21) “I am happier today than I was [while using banned substances] for a whole host of reasons.”
22) “I said I’m happier today, not yesterday.” -On whether he’s still happier today following the controversy.
23) “Because they asked me to. This is impossible for me to answer this question and have anybody believe it — it was not an exchange for any cover-up.” -On why he donated to UCI, and whether it was an attempt to cover up failed tests.
24) “It’s a major flaw. And it’s a guy who expected to get whatever he wanted and to control every outcome. And it’s inexcusable. And when I say there are people who will hear this and will never forgive me, I understand that. I do. And I’ve started that process. All of this is a process for me. One of the steps of this process is to speak to those people directly and to say to them, ‘I’m sorry. I was wrong and you were right.'” -On why he would sue others for telling the truth about his use of banned substances.

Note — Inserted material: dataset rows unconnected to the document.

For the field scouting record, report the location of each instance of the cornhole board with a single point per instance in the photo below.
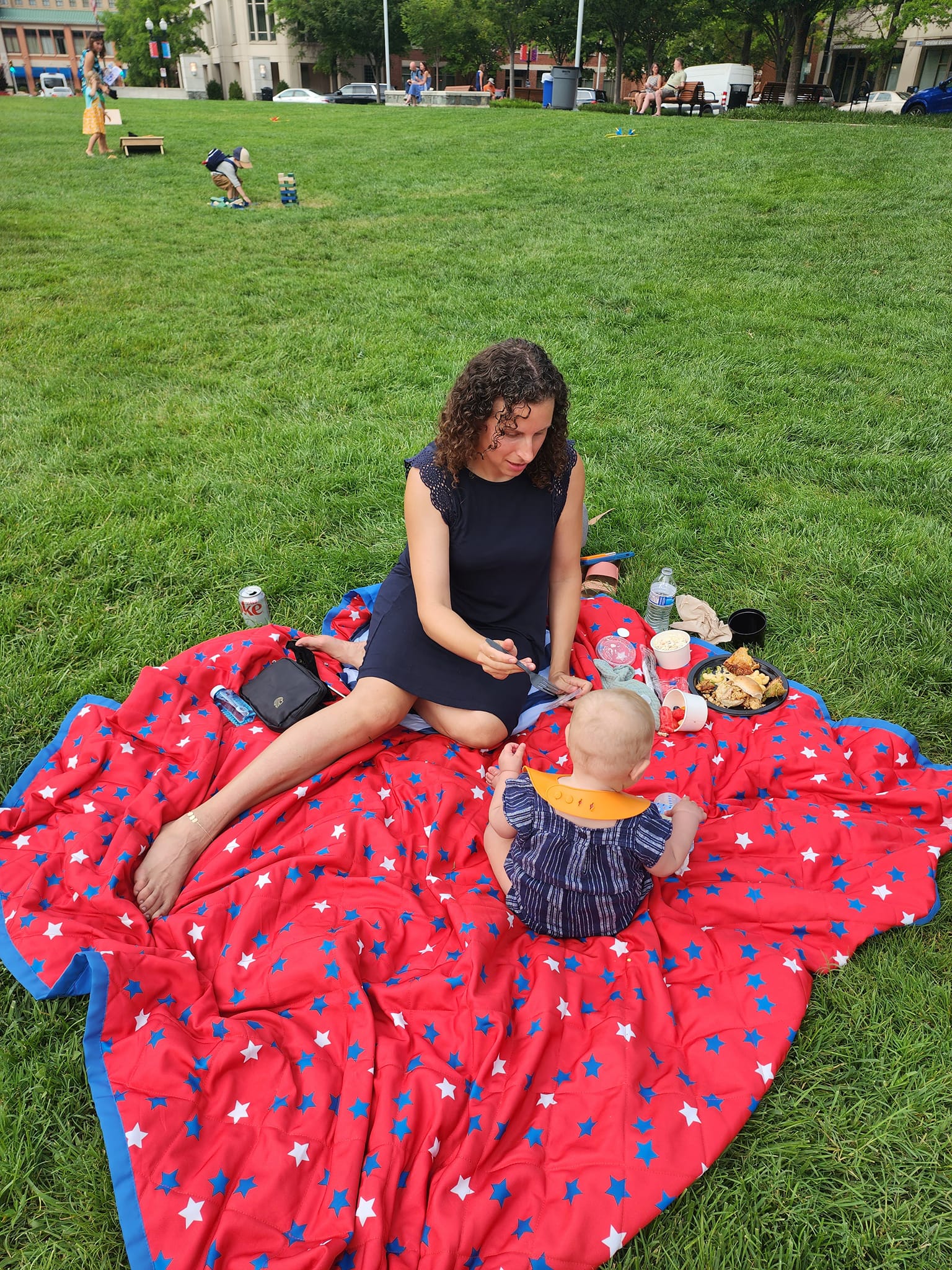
(144, 144)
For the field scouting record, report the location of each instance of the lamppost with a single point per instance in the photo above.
(159, 48)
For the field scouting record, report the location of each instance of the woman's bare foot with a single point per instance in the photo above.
(162, 876)
(347, 652)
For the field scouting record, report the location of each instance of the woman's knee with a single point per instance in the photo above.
(377, 709)
(480, 732)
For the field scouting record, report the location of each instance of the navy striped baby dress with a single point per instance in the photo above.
(573, 882)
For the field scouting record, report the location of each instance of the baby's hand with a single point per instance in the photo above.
(690, 812)
(511, 758)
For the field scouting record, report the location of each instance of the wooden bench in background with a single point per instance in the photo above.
(808, 94)
(691, 95)
(146, 145)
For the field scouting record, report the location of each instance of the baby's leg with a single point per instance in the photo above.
(496, 851)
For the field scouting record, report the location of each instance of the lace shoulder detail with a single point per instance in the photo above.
(443, 494)
(519, 802)
(560, 486)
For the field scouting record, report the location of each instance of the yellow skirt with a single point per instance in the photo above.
(94, 120)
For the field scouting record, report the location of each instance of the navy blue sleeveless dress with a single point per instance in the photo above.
(500, 549)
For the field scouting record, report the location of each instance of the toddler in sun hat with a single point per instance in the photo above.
(224, 171)
(574, 854)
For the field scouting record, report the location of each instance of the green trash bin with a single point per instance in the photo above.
(565, 83)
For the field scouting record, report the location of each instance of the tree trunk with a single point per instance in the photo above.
(804, 18)
(883, 66)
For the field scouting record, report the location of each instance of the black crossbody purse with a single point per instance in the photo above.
(288, 690)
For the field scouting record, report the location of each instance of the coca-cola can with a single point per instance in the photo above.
(254, 606)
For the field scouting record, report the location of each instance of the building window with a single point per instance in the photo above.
(936, 66)
(259, 20)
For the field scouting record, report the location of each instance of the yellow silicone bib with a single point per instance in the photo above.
(587, 804)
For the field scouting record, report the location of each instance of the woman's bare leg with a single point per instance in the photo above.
(374, 708)
(479, 729)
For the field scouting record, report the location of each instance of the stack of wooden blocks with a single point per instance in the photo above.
(287, 187)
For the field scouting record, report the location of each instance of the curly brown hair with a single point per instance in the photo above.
(521, 374)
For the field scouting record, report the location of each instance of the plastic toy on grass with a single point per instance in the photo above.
(287, 189)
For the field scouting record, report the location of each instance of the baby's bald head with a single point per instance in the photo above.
(611, 733)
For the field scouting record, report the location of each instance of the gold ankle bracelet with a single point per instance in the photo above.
(195, 819)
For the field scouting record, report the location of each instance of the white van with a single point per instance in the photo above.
(730, 83)
(54, 86)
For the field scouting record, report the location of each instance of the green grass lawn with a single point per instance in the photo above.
(754, 323)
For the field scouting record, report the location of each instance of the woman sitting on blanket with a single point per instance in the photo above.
(493, 511)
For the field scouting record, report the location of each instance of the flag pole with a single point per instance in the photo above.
(386, 41)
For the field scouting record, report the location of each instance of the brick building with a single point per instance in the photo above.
(40, 36)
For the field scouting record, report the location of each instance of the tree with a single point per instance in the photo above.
(451, 31)
(803, 16)
(553, 27)
(620, 19)
(889, 19)
(126, 27)
(512, 22)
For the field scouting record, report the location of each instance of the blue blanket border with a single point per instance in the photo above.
(88, 972)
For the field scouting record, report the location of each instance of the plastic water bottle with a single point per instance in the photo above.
(660, 601)
(231, 705)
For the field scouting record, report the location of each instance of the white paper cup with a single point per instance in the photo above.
(695, 709)
(672, 658)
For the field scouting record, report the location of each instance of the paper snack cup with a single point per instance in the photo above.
(672, 658)
(695, 709)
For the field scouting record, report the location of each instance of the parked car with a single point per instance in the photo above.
(301, 95)
(930, 100)
(358, 94)
(587, 95)
(730, 83)
(54, 86)
(889, 100)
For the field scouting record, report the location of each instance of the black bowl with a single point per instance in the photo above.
(711, 664)
(748, 626)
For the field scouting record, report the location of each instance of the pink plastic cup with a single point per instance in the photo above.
(695, 709)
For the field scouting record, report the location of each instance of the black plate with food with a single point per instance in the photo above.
(739, 685)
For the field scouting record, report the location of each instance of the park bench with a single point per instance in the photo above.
(808, 94)
(692, 95)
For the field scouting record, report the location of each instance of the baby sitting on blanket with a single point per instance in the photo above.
(573, 854)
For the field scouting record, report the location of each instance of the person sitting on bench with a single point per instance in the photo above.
(676, 83)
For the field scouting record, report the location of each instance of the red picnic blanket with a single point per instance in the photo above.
(342, 1049)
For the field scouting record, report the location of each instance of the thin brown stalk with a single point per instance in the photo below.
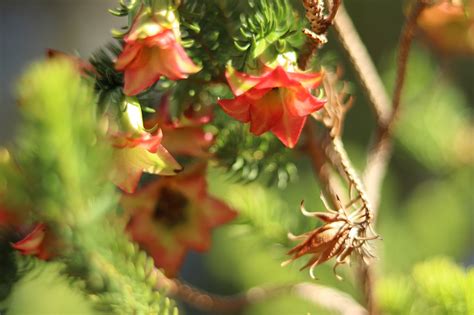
(316, 152)
(380, 153)
(363, 65)
(327, 298)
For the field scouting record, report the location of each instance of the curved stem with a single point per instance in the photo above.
(363, 65)
(328, 298)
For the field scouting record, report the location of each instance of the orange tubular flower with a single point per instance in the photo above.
(36, 243)
(449, 26)
(137, 150)
(184, 137)
(277, 101)
(152, 49)
(174, 214)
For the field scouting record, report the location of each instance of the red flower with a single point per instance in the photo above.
(137, 151)
(35, 243)
(185, 136)
(174, 214)
(151, 50)
(277, 101)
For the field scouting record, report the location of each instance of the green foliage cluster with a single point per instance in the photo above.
(58, 174)
(247, 157)
(437, 286)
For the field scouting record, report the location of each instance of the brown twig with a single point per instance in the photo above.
(315, 150)
(379, 155)
(328, 298)
(363, 65)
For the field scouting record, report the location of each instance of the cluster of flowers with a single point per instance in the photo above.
(174, 212)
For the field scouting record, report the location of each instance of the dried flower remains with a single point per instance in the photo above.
(342, 234)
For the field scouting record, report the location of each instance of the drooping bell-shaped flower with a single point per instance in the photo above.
(152, 49)
(172, 215)
(36, 243)
(185, 136)
(137, 150)
(277, 100)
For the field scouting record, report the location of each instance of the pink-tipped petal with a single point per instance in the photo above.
(237, 108)
(240, 82)
(307, 80)
(299, 102)
(288, 130)
(265, 113)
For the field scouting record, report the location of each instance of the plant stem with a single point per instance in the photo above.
(363, 65)
(328, 298)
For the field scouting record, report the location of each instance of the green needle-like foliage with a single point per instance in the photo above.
(63, 162)
(248, 157)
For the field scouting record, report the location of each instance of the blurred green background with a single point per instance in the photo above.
(426, 214)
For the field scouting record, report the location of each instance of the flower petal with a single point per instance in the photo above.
(31, 244)
(141, 73)
(265, 112)
(299, 102)
(307, 80)
(288, 129)
(237, 108)
(240, 82)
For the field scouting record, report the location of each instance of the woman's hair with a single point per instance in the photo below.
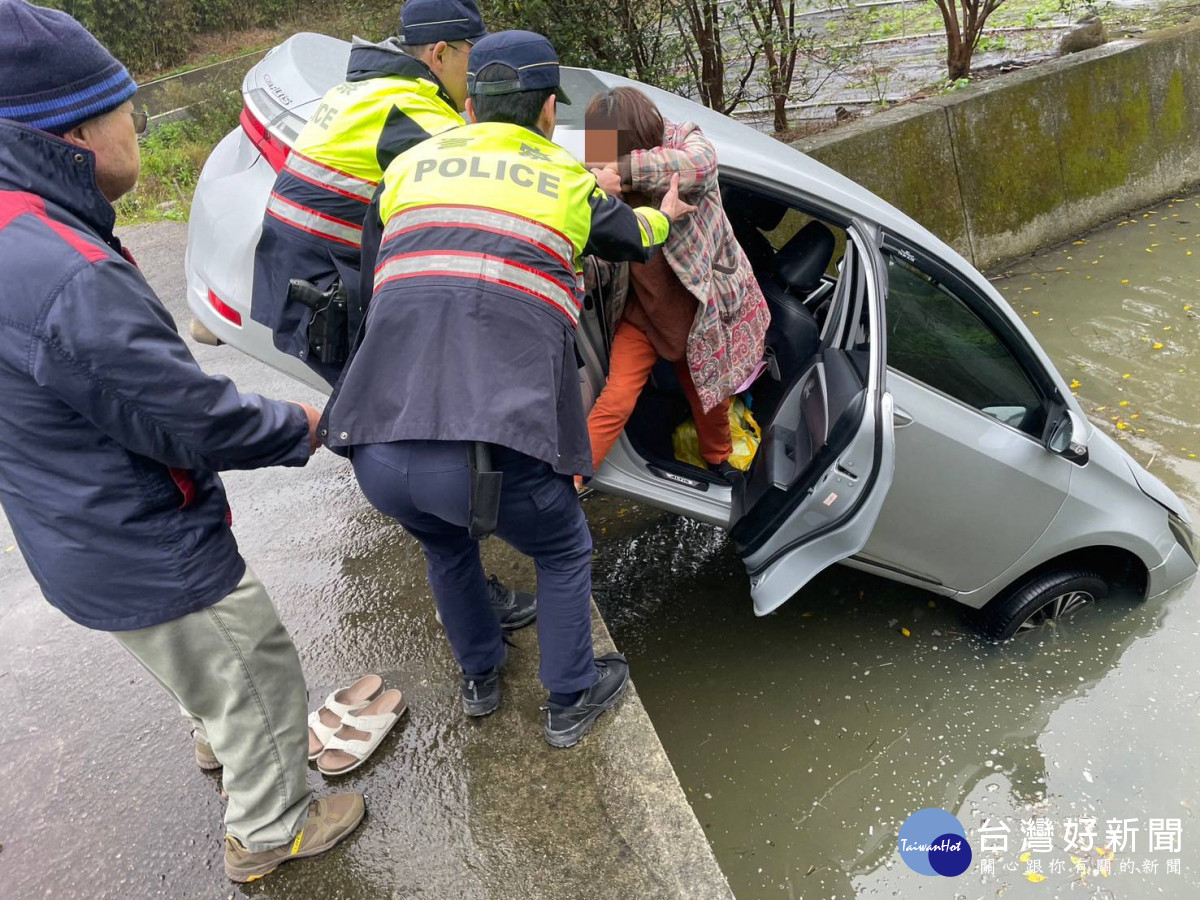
(634, 115)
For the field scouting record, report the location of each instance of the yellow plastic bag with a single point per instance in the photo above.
(743, 429)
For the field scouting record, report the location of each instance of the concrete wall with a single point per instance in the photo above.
(1035, 157)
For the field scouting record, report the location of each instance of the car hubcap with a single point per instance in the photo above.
(1055, 609)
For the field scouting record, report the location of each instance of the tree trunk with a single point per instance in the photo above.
(780, 113)
(959, 60)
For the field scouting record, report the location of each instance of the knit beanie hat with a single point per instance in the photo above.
(53, 73)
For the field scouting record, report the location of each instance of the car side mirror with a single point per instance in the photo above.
(1068, 437)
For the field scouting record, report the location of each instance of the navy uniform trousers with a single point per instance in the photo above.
(425, 485)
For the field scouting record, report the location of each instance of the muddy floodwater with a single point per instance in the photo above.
(804, 739)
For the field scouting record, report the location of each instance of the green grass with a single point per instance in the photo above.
(172, 159)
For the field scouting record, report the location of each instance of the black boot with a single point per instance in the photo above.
(514, 609)
(567, 725)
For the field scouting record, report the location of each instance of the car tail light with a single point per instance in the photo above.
(223, 310)
(274, 150)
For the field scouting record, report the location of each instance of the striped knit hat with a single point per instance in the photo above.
(53, 73)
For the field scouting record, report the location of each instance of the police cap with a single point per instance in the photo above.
(528, 54)
(424, 22)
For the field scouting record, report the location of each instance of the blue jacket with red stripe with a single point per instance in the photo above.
(111, 435)
(313, 225)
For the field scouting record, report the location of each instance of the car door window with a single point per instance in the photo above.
(937, 340)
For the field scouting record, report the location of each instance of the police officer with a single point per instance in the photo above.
(468, 352)
(396, 94)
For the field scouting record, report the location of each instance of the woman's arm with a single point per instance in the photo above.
(690, 156)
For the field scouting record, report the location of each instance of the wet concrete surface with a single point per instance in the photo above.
(805, 738)
(102, 797)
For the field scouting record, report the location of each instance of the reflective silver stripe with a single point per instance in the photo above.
(341, 183)
(313, 222)
(479, 217)
(481, 267)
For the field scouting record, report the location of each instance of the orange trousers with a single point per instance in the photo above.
(629, 369)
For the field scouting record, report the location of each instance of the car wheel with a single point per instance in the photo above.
(1045, 599)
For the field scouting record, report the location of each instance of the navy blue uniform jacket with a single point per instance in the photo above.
(111, 435)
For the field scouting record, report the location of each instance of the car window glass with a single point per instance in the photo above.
(937, 340)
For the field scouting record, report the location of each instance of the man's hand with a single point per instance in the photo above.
(313, 421)
(609, 178)
(672, 207)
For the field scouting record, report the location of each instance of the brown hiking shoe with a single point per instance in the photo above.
(205, 759)
(330, 820)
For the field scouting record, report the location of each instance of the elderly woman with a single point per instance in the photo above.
(696, 304)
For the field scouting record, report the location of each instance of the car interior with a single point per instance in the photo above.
(810, 395)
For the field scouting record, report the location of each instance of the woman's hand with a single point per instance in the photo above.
(672, 207)
(609, 178)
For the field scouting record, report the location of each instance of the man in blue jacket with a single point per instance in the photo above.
(112, 437)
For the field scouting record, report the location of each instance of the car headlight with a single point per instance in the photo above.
(1185, 535)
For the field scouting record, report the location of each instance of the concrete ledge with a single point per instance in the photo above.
(1035, 157)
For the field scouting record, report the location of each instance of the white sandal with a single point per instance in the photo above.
(360, 735)
(337, 706)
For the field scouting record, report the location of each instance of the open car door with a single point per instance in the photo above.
(828, 451)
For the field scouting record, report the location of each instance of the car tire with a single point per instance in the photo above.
(1048, 597)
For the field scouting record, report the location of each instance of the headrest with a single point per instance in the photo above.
(753, 208)
(801, 263)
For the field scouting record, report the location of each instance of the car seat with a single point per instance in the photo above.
(793, 336)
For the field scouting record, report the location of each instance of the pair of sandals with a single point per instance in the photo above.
(352, 723)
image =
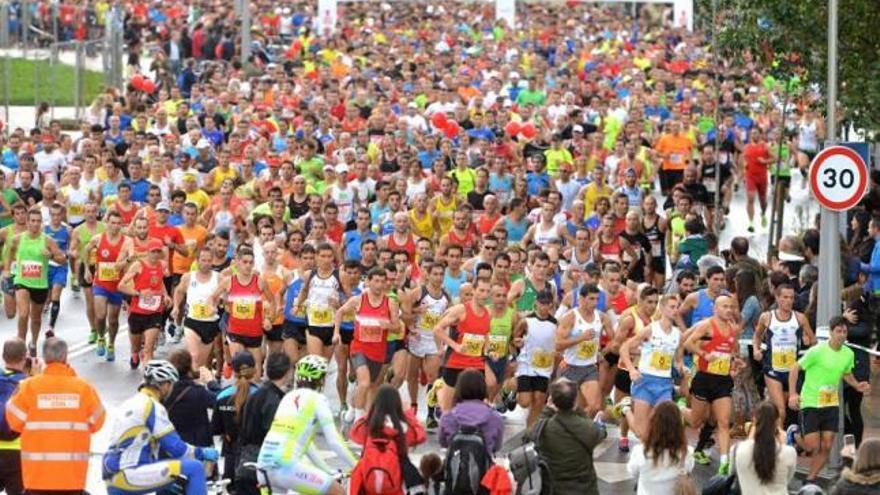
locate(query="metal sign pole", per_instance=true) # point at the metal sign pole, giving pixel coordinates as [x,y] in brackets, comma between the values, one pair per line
[828,303]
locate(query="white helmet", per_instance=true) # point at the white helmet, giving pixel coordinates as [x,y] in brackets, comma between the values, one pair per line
[160,371]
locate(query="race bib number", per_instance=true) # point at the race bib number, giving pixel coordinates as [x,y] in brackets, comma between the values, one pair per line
[430,320]
[244,309]
[497,345]
[783,357]
[149,303]
[720,365]
[371,334]
[472,344]
[661,361]
[828,396]
[200,311]
[586,349]
[108,272]
[31,269]
[320,316]
[542,360]
[656,249]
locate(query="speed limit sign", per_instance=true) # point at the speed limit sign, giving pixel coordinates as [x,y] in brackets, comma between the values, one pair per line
[838,178]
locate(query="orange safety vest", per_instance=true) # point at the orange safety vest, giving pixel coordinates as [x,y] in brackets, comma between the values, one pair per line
[56,413]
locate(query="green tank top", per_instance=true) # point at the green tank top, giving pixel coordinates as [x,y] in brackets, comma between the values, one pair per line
[526,301]
[31,266]
[85,236]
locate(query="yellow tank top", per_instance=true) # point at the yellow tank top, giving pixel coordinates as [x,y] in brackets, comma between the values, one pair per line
[444,213]
[422,227]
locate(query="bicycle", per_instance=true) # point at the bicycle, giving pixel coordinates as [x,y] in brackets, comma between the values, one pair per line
[340,477]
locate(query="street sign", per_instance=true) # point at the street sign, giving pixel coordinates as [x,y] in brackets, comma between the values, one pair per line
[838,178]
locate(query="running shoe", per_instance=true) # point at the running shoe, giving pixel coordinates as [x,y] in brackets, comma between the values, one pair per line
[702,458]
[622,407]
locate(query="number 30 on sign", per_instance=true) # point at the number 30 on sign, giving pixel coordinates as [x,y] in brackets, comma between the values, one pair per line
[838,178]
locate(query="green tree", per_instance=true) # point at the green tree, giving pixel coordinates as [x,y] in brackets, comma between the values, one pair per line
[795,33]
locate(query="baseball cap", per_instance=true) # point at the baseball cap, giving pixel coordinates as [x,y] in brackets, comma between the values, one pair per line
[242,359]
[154,244]
[544,296]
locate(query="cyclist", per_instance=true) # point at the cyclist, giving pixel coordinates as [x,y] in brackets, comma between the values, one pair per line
[288,460]
[143,434]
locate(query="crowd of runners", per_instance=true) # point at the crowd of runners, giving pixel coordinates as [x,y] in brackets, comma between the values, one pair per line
[428,191]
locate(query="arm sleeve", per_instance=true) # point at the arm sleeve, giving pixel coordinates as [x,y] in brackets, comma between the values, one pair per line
[331,434]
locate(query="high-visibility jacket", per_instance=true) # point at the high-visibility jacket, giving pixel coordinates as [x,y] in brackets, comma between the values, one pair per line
[56,413]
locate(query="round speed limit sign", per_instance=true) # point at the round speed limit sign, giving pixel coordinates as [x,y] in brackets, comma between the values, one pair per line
[838,178]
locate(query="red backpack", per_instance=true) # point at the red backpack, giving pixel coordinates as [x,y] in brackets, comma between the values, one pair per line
[378,472]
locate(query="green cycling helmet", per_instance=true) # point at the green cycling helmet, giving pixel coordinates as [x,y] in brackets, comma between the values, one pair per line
[311,368]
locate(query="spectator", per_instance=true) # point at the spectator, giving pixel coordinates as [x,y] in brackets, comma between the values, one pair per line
[470,409]
[226,420]
[189,402]
[664,456]
[864,476]
[76,417]
[567,442]
[763,463]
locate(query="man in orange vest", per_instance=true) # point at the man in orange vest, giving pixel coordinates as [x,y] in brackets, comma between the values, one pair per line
[56,413]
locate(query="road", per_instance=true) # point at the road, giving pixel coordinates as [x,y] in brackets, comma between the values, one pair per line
[116,382]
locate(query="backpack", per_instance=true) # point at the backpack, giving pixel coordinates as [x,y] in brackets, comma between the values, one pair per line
[8,385]
[379,468]
[530,470]
[467,461]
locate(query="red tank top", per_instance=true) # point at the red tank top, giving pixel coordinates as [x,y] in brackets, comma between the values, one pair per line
[409,246]
[370,338]
[472,331]
[723,346]
[466,243]
[245,306]
[149,279]
[107,274]
[610,250]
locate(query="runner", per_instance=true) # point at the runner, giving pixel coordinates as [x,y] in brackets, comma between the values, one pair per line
[143,283]
[60,233]
[535,336]
[577,338]
[422,307]
[320,299]
[31,250]
[201,321]
[7,233]
[111,251]
[713,342]
[466,342]
[660,350]
[632,323]
[81,237]
[375,315]
[824,365]
[785,333]
[250,305]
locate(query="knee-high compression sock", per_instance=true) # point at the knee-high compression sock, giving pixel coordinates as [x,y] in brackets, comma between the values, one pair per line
[53,313]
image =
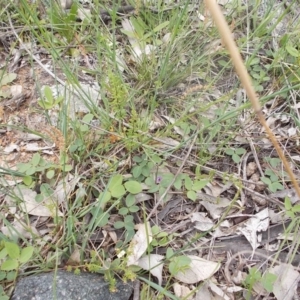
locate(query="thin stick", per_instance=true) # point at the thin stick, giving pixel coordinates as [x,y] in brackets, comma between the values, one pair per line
[246,81]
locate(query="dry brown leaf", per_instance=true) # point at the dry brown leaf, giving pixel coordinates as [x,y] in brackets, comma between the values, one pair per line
[199,269]
[139,243]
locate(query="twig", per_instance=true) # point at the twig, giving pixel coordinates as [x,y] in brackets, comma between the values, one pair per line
[246,81]
[160,200]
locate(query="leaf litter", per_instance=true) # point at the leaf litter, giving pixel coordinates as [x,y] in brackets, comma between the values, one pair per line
[218,213]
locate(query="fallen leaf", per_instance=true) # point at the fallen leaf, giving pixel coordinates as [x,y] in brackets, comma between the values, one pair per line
[153,263]
[258,223]
[199,269]
[139,243]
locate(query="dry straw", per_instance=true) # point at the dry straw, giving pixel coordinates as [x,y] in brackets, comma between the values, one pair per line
[241,70]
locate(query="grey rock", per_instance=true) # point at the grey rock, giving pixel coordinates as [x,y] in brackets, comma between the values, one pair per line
[63,285]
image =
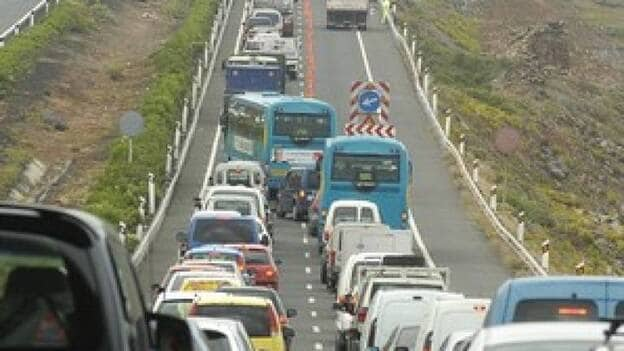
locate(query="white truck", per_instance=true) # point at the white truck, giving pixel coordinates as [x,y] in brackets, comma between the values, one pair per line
[347,14]
[350,238]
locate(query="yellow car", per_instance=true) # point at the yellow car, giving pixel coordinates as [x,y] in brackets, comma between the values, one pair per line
[257,314]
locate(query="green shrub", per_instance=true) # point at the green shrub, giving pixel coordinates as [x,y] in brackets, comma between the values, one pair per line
[115,194]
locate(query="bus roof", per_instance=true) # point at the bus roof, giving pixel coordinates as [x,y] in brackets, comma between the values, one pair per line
[269,98]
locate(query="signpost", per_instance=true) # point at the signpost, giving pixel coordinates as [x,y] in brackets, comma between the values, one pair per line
[131,124]
[370,102]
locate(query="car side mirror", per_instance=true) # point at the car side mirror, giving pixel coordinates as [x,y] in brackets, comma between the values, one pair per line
[181,237]
[289,332]
[264,240]
[291,312]
[168,331]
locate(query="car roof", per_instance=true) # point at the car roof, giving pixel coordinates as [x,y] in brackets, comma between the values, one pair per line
[544,331]
[227,299]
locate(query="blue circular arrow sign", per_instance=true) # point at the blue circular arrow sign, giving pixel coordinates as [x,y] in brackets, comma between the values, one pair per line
[368,101]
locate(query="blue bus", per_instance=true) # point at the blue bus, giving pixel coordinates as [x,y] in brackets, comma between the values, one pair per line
[366,168]
[562,298]
[278,130]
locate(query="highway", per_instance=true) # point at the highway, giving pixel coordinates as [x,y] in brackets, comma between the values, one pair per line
[13,10]
[338,58]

25) “The comeback didn’t sit well with Floyd [Landis] … That period began this.” -On whistleblower Floyd Landis’ doping accusations against Armstrong.
26) “I do. We wouldn’t be sitting here if I didn’t come back.” -On whether he regrets his comeback in the sport.
27) “I’d do anything to go back to that day. Because I wouldn’t fight. I wouldn’t sue them.” -On what he thought when the USADA announced they’d be opening the case against Armstrong in 2012.
28) “I love cycling. I really do. And I say that knowing that I sound like — people will see me as somebody who has disrespected the event, the sport, the color yellow, the jersey. I did … But, if we can — and I stand on no moral platform here. It’s certainly not my place to say, ‘Hey guys, let’s clean up cycling.’ If there was an effort to, if there was a truth and reconciliation commission — again, I can’t call for that. I’ve got no cred. [But] if they had it, and I’m invited, I’d be the first man in the door.” -On whether he’d work with the USADA to clean up the sport.